Conclusions: Both familial hypercholesterolemia mutations and high polygenic score are associated with a >3-fold increased odds of early-onset myocardial infarction. However, high polygenic score has a 10-fold higher prevalence among patients presents with early-onset myocardial infarction.

Clinical trial registration: URL: https://www.clinicaltrials.gov . Unique identifier: NCT00597922.

Keywords: genetics; humans; hypercholesterolemia; myocardial infarction; risk.

Figure 1.

Principal Components of Ancestry According to Race and Myocardial Infarction Status The first two principal components of ancestry are plotted according to race (A) and patient versus control status (B), confirming that the population were well matched with respect to genetic background. Additional details on principal components calculation are provided in the Supplementary Appendix.

Figure 2.. A four-exon deletion of LDLR identified by structural variant analysis of whole genome sequencing.

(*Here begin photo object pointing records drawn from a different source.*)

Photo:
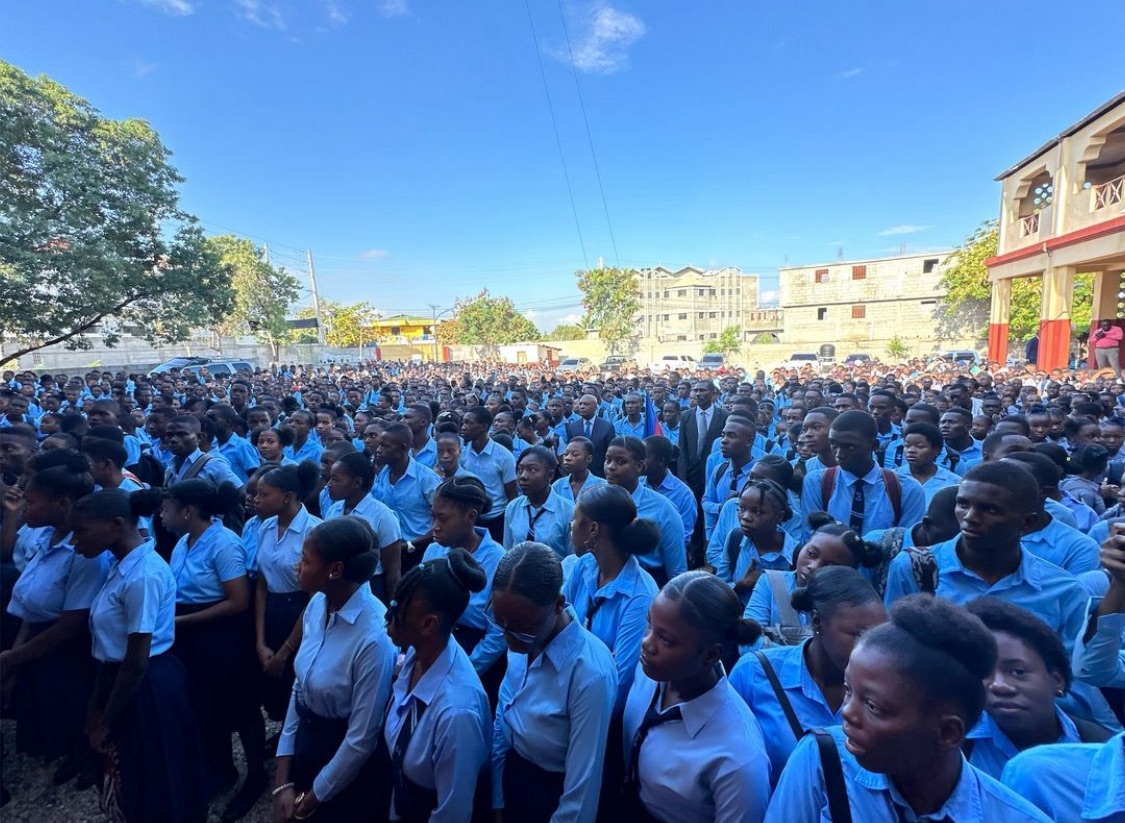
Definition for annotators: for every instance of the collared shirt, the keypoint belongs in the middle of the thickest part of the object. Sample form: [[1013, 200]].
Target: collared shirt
[[217, 557], [495, 466], [1072, 781], [800, 796], [671, 555], [552, 522], [55, 580], [878, 509], [1062, 545], [410, 497], [451, 735], [343, 669], [555, 712], [617, 613], [216, 469], [941, 479], [992, 749], [278, 555], [708, 766], [561, 487], [682, 498], [381, 519], [1042, 588], [138, 597], [722, 484], [242, 457]]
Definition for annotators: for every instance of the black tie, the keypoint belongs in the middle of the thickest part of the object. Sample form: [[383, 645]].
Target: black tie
[[856, 522], [653, 717], [414, 710]]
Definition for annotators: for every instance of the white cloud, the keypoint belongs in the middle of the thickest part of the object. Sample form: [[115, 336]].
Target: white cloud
[[603, 46], [177, 8], [893, 231], [394, 8]]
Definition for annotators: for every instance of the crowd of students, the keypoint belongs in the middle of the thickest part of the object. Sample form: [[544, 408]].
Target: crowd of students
[[476, 593]]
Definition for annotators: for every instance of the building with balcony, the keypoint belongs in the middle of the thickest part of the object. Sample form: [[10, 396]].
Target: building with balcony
[[864, 304], [1062, 214], [694, 305]]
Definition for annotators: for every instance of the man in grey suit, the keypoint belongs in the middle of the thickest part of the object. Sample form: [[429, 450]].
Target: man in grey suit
[[597, 430]]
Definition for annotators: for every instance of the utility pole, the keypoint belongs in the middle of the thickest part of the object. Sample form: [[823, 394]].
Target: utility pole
[[316, 297]]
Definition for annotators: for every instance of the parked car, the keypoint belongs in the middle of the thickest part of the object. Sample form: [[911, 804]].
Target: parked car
[[677, 362]]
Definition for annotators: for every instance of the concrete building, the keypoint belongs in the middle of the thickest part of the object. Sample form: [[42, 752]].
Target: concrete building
[[694, 305], [862, 305], [1062, 213]]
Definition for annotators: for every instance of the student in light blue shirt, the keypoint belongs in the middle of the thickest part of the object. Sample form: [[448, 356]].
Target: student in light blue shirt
[[899, 760], [624, 462], [1072, 781], [576, 459], [133, 625], [703, 758], [608, 589], [539, 514], [853, 441], [840, 605], [439, 724], [556, 699], [344, 669]]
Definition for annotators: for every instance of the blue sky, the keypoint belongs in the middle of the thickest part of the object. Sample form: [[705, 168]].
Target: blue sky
[[408, 143]]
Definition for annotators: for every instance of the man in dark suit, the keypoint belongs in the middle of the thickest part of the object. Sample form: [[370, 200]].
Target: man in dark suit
[[597, 430]]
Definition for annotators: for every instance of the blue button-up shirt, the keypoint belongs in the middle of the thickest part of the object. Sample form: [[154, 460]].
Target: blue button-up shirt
[[555, 711], [1041, 587], [138, 597], [410, 498], [343, 669], [800, 796], [617, 612]]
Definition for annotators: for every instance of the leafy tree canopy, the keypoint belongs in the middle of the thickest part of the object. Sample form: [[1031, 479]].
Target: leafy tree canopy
[[91, 234]]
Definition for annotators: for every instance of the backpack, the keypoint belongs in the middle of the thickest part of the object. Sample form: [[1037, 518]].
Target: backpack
[[890, 480]]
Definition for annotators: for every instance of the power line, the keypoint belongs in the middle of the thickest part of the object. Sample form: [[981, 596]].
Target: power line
[[555, 126]]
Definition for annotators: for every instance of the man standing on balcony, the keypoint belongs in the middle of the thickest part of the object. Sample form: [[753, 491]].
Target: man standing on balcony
[[1106, 346]]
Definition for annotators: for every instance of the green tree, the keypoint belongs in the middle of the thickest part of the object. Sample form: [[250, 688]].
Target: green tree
[[729, 342], [262, 294], [611, 298], [487, 320], [566, 331], [92, 238], [964, 309]]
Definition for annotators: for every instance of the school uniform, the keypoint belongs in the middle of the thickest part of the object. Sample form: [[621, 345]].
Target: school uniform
[[810, 708], [160, 756], [800, 796], [617, 613], [561, 487], [408, 498], [992, 749], [51, 693], [1074, 781], [550, 730], [698, 761], [439, 735], [548, 524], [218, 654], [331, 730], [285, 600]]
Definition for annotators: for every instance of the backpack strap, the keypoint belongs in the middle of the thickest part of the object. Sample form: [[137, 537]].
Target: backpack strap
[[786, 707], [924, 568], [839, 810]]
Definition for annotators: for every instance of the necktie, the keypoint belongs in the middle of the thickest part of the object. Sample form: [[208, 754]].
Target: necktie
[[398, 756], [532, 518], [856, 521], [653, 717]]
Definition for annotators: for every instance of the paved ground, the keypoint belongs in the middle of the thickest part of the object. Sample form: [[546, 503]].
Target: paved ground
[[35, 799]]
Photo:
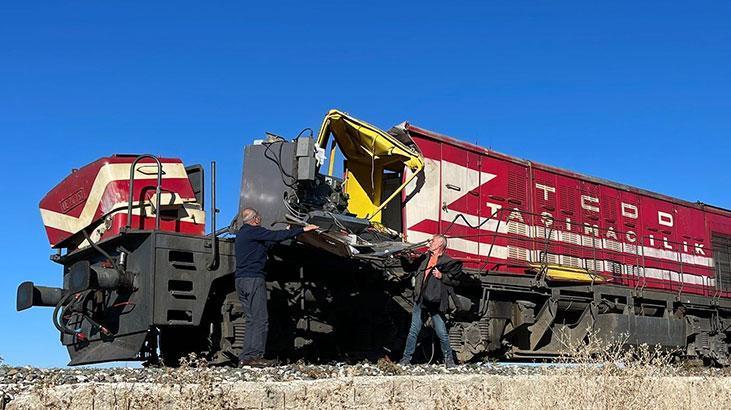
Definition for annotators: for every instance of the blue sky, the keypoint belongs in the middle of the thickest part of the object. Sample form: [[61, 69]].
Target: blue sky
[[636, 92]]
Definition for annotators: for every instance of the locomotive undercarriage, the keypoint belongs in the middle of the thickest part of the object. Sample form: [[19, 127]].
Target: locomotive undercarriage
[[327, 308]]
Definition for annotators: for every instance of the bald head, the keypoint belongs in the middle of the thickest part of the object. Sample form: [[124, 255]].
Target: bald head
[[438, 243], [250, 216]]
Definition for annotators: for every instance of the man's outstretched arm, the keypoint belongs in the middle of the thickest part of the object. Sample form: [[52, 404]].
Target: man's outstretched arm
[[259, 233]]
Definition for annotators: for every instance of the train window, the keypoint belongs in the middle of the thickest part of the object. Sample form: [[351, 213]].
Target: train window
[[722, 259]]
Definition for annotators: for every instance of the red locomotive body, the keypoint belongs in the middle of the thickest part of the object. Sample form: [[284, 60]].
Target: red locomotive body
[[97, 195], [512, 215]]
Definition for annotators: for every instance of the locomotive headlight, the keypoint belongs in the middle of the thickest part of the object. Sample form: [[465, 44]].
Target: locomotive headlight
[[83, 276], [30, 295]]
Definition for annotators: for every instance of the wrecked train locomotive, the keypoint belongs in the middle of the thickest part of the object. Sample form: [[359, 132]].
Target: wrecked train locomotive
[[550, 255]]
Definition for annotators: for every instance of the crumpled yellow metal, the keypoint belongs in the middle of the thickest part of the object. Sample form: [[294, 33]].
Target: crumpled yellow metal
[[369, 152]]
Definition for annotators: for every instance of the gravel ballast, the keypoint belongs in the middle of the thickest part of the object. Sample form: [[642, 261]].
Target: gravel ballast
[[382, 385]]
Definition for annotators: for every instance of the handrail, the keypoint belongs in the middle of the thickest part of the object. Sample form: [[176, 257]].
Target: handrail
[[158, 191]]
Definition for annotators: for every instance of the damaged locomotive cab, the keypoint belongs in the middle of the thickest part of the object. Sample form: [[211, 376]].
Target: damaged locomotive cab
[[360, 213]]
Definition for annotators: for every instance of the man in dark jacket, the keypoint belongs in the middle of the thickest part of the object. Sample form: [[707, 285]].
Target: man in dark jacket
[[436, 274], [252, 244]]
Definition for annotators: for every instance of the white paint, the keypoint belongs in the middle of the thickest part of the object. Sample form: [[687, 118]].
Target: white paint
[[629, 211], [107, 174], [664, 218], [546, 189], [586, 200]]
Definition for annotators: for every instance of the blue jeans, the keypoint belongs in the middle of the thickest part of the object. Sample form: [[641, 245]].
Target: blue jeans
[[252, 293], [416, 324]]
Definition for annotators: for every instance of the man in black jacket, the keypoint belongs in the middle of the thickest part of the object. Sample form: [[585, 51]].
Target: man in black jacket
[[436, 274], [252, 243]]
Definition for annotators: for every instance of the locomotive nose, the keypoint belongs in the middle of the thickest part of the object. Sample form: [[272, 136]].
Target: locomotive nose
[[31, 295]]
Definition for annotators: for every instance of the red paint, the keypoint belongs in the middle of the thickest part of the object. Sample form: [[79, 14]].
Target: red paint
[[617, 217], [72, 195]]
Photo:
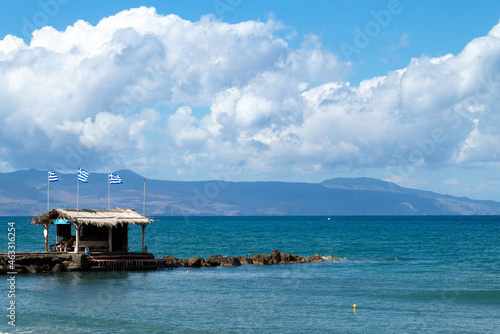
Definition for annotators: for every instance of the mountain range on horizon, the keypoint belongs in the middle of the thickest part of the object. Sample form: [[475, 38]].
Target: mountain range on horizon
[[24, 193]]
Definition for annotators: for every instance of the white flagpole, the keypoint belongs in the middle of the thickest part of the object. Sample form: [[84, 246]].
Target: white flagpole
[[77, 196], [48, 191], [109, 200]]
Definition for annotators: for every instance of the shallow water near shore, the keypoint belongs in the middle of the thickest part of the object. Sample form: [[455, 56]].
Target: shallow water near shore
[[406, 275]]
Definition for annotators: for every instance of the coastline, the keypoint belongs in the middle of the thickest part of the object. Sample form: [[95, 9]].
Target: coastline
[[35, 263]]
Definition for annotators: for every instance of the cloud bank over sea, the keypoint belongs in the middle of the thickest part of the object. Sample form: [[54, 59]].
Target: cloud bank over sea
[[157, 93]]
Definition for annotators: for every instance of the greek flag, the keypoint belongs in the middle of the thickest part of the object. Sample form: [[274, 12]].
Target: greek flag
[[83, 175], [114, 178], [53, 176]]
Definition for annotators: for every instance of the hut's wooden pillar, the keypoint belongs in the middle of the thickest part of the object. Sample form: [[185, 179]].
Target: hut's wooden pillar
[[143, 238], [77, 241], [110, 238]]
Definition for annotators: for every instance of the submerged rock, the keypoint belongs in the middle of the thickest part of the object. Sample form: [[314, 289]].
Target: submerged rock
[[245, 260], [230, 261], [262, 259], [276, 256], [195, 262], [171, 261], [213, 261]]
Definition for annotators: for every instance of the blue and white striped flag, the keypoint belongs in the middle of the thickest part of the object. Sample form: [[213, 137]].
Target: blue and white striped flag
[[83, 175], [114, 178], [53, 176]]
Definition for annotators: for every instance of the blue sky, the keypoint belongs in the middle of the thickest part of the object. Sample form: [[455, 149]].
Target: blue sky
[[258, 90]]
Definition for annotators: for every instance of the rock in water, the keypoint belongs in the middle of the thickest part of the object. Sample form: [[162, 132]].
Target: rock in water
[[171, 261], [230, 261], [276, 256], [195, 262], [245, 260], [213, 261], [261, 259], [285, 258]]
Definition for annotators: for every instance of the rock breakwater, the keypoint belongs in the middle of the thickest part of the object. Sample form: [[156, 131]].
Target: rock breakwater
[[275, 257]]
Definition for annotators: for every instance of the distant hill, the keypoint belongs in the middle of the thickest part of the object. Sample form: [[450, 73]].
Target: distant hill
[[24, 193]]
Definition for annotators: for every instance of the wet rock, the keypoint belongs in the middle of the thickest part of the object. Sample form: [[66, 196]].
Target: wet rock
[[33, 269], [230, 261], [183, 262], [296, 258], [315, 258], [171, 261], [285, 258], [245, 260], [213, 261], [261, 259], [59, 267], [276, 256], [195, 262]]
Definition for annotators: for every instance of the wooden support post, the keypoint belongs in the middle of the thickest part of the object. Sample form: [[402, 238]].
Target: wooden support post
[[143, 238], [110, 238]]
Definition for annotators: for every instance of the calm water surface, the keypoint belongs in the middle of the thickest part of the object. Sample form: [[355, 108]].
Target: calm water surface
[[406, 274]]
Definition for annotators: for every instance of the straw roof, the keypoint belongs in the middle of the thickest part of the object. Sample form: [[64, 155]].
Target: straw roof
[[108, 218]]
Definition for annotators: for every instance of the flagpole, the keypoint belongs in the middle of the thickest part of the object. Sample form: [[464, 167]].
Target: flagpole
[[109, 201], [48, 191], [77, 196]]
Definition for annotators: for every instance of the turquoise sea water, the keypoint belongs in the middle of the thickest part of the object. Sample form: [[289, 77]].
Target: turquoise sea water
[[406, 275]]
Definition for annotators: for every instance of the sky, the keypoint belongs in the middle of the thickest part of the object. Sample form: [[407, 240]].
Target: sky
[[401, 90]]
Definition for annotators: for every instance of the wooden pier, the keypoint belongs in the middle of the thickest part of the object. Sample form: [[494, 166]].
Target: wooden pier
[[127, 262]]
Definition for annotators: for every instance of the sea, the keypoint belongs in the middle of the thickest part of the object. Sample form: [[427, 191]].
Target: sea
[[406, 274]]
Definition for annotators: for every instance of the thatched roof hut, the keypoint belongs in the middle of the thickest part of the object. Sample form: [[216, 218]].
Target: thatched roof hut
[[108, 218], [95, 229]]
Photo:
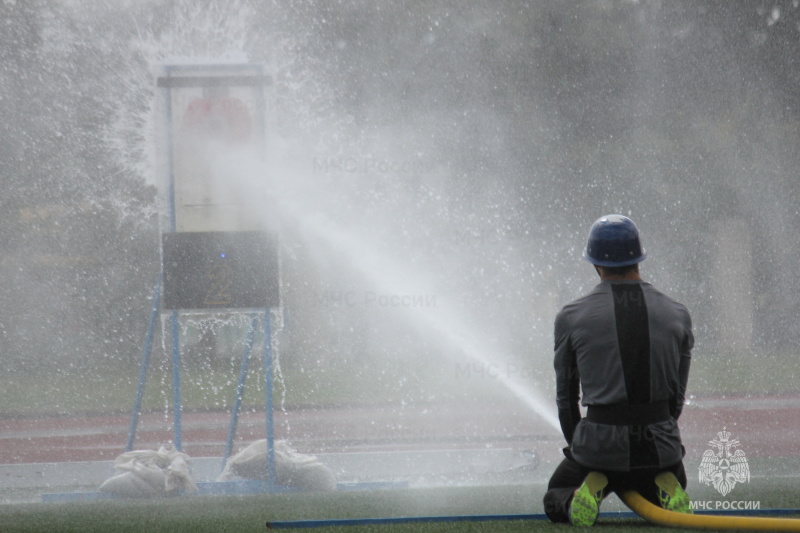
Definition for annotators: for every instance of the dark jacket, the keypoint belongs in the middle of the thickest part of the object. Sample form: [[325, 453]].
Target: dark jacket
[[628, 347]]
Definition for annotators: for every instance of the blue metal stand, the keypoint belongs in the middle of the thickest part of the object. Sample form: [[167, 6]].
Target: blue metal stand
[[146, 352], [177, 407], [237, 400], [240, 385], [271, 477]]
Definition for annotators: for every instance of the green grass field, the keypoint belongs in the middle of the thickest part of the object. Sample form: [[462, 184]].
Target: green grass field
[[251, 513]]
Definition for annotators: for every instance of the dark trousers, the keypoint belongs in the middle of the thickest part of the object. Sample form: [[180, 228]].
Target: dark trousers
[[569, 475]]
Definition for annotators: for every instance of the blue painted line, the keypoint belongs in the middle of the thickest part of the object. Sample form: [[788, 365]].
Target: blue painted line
[[306, 524]]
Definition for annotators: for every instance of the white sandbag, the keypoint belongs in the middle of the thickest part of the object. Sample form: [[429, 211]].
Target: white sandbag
[[150, 473], [292, 469]]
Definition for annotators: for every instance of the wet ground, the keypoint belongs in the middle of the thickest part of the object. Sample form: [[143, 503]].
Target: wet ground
[[502, 443]]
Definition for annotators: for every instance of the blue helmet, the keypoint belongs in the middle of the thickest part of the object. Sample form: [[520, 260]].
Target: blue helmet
[[613, 242]]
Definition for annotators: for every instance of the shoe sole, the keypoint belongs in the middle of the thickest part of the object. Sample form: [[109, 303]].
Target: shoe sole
[[679, 501], [584, 508]]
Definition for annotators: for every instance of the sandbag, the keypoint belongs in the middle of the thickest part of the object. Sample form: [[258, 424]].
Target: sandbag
[[144, 473], [292, 469]]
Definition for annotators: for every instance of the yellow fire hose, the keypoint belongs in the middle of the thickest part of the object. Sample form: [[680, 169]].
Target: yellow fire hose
[[657, 515]]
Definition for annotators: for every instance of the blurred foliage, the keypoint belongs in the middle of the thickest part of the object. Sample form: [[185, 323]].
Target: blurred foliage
[[542, 115]]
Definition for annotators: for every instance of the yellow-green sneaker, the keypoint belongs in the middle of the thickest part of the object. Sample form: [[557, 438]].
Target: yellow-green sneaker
[[671, 494], [585, 504]]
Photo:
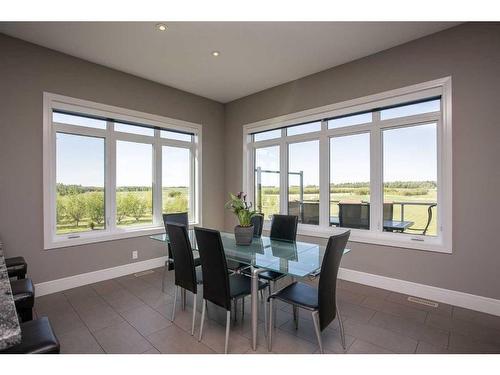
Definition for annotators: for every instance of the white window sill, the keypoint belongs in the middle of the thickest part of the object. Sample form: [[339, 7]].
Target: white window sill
[[104, 236], [400, 240]]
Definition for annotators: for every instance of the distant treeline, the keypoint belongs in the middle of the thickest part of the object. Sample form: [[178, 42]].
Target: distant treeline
[[64, 189]]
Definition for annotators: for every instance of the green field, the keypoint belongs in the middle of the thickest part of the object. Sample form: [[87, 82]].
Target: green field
[[414, 194], [82, 209]]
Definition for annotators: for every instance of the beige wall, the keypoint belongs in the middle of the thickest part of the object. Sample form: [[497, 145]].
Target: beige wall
[[469, 53], [26, 71]]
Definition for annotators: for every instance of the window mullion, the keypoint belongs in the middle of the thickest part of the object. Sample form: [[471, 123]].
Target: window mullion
[[110, 178], [376, 173], [324, 178], [283, 174], [157, 180]]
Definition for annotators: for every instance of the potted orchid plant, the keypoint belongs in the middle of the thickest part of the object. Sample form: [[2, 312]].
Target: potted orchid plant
[[243, 232]]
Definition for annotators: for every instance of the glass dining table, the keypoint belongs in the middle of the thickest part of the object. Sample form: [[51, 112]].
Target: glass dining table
[[296, 259]]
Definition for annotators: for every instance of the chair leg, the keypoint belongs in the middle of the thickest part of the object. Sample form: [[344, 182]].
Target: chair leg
[[164, 276], [318, 332], [194, 314], [204, 306], [274, 309], [270, 329], [228, 324], [341, 327], [183, 299], [265, 318], [235, 303], [242, 309], [175, 302], [296, 316]]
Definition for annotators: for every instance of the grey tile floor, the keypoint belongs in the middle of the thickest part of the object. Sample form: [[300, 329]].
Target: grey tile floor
[[130, 314]]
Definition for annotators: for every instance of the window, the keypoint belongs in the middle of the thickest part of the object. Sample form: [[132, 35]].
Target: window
[[379, 166], [106, 176], [80, 183], [176, 136], [303, 181], [267, 135], [177, 180], [350, 181], [133, 129], [304, 128], [410, 177], [134, 184], [340, 122], [267, 180]]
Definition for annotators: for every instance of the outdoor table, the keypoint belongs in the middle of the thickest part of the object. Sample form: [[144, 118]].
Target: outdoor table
[[296, 259]]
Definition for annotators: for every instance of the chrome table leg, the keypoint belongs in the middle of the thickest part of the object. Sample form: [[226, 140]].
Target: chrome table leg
[[255, 303], [204, 306], [341, 327], [183, 299], [228, 324], [194, 314], [318, 332], [175, 301]]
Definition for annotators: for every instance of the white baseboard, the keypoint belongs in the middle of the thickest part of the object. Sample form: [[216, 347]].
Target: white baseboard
[[65, 283], [451, 297]]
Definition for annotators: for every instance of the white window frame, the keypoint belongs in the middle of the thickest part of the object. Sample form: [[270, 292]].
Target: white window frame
[[53, 102], [442, 242]]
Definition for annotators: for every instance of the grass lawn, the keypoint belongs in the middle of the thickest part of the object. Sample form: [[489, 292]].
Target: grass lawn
[[175, 199]]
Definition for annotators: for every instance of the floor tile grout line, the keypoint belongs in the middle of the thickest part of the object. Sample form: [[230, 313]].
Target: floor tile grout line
[[86, 326]]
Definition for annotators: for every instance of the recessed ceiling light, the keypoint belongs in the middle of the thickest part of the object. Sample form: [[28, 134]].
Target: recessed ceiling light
[[161, 26]]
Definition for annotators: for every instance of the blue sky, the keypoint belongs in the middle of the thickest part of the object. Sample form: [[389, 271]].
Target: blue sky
[[409, 154], [80, 161]]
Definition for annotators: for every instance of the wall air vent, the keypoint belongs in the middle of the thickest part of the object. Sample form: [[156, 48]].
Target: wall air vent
[[422, 301]]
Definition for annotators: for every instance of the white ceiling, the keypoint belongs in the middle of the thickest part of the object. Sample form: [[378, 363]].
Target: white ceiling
[[254, 55]]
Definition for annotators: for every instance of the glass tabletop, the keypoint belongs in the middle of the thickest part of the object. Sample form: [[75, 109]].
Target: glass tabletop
[[298, 259]]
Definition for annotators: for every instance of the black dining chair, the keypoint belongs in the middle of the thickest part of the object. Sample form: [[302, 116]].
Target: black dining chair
[[258, 223], [321, 301], [284, 227], [179, 218], [219, 287], [187, 276]]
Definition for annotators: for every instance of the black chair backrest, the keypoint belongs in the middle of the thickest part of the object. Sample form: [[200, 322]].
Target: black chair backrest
[[328, 278], [354, 215], [213, 267], [388, 211], [178, 217], [284, 227], [258, 223], [182, 253]]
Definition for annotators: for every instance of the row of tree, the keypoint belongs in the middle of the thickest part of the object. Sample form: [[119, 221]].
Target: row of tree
[[77, 207]]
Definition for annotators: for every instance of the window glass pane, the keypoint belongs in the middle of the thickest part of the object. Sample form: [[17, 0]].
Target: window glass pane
[[350, 181], [80, 183], [341, 122], [64, 118], [411, 109], [141, 130], [410, 179], [270, 134], [134, 181], [304, 128], [267, 180], [176, 180], [303, 181], [176, 136]]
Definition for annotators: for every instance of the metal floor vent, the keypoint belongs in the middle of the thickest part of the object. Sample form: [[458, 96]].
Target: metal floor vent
[[423, 301], [143, 273]]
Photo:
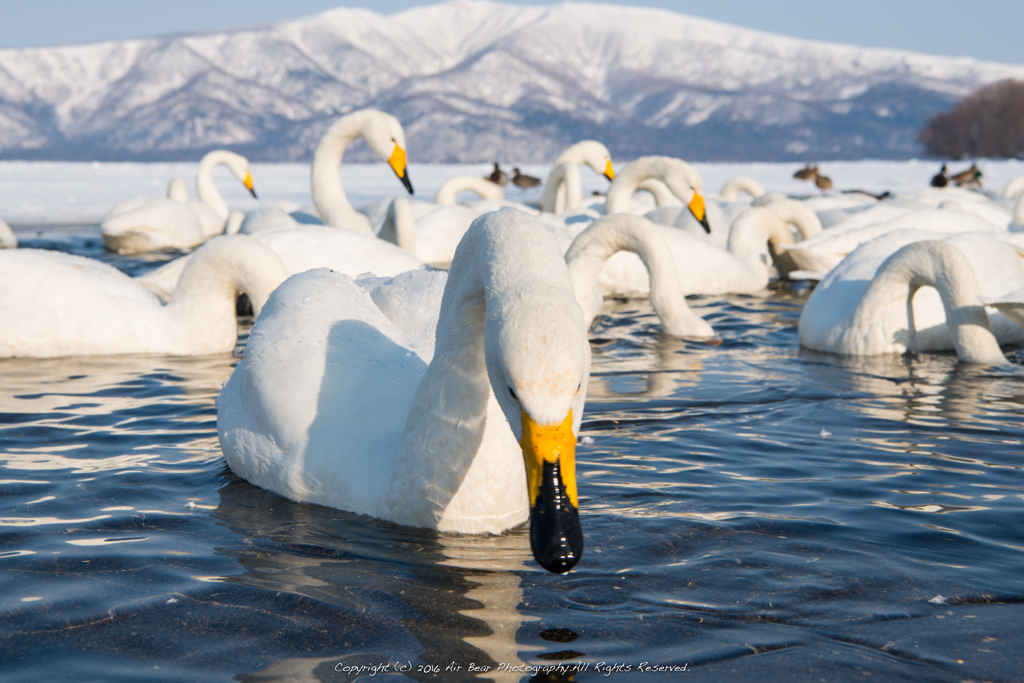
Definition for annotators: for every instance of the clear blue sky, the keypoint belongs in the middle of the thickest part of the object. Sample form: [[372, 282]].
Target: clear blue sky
[[984, 29]]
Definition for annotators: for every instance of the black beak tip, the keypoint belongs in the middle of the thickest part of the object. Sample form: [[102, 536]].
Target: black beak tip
[[406, 181]]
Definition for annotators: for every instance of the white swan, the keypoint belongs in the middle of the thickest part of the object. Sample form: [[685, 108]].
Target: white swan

Visualization of copy-number estimates in 100 base pair sequential bins for 5,842 individuals with whole genome sequencing data available. Background shading represents the range of copy-number estimates from whole genome sequencing for the middle 50% and 90% of samples for the darker and lighter shades of gray, respectively. Points represent copy-number estimates per 100 base pair bin in the individual in whom a 7,889 base pair deletion encompassing four exons of LDLR was noted. The solid black line represents the rolling mean copy-number estimate in 1 kb windows. This variant is predicted to result in loss of function of the low-density lipoprotein receptor gene (LDLR) gene resulting in heterozygous familial hypercholesterolemia.

Figure 3.

Variation in Polygenic Score Distribution and Clinical Importance According to Race The distributions of the polygenic score across racial groups within 3,761 control participants are displayed based on raw values (A) and after adjustment for genetic ancestry using the first four principal components (B). Values were scaled to a mean of 0 and standard deviation of 1 to facilitate interpretation. We next determined the relationship between high polygenic score (top 5% of the distribution) and risk of early-onset myocardial infarction (C). Odds ratios were calculated using a logistic regression model adjusted for the first four principal components of ancestry. The clinical importance of high polygenic score varied across racial groupings (p-heterogeneity = 0.008). MI – myocardial infarction; OR – odds ratio; CI – confidence interval

Figure 4.

Polygenic Score Percentile Among Early-onset Myocardial Infarction Patients Versus Controls A reference distribution for polygenic score percentiles adjusted for genetic ancestry was constructed in the control population. Median polygenic score percentile among patients with early-onset myocardial infarction was in the 72^nd percentile of the distribution. Violin plots display the polygenic score percentile distribution in patients versus controls. Within the white boxplot insets, the horizontal line in each box indicates the median score, and the top and bottom of the boxes indicate the 75th and 25th percentiles, respectively.

Figure 5.

LDL Cholesterol according to Monogenic and Polygenic Risk Strata Among patients presenting with early-onset myocardial infarction, violin plots display the low-density lipoprotein (LDL) cholesterol distribution according to genetic risk category – only high polygenic score, only familial hypercholesterolemia (FH) mutation, both high polygenic score and familial hypercholesterolemia, or neither. Within the white boxplot insets, the horizontal line in each box indicates the median score, and the top and bottom of the boxes indicate the 75th and 25th percentiles, respectively.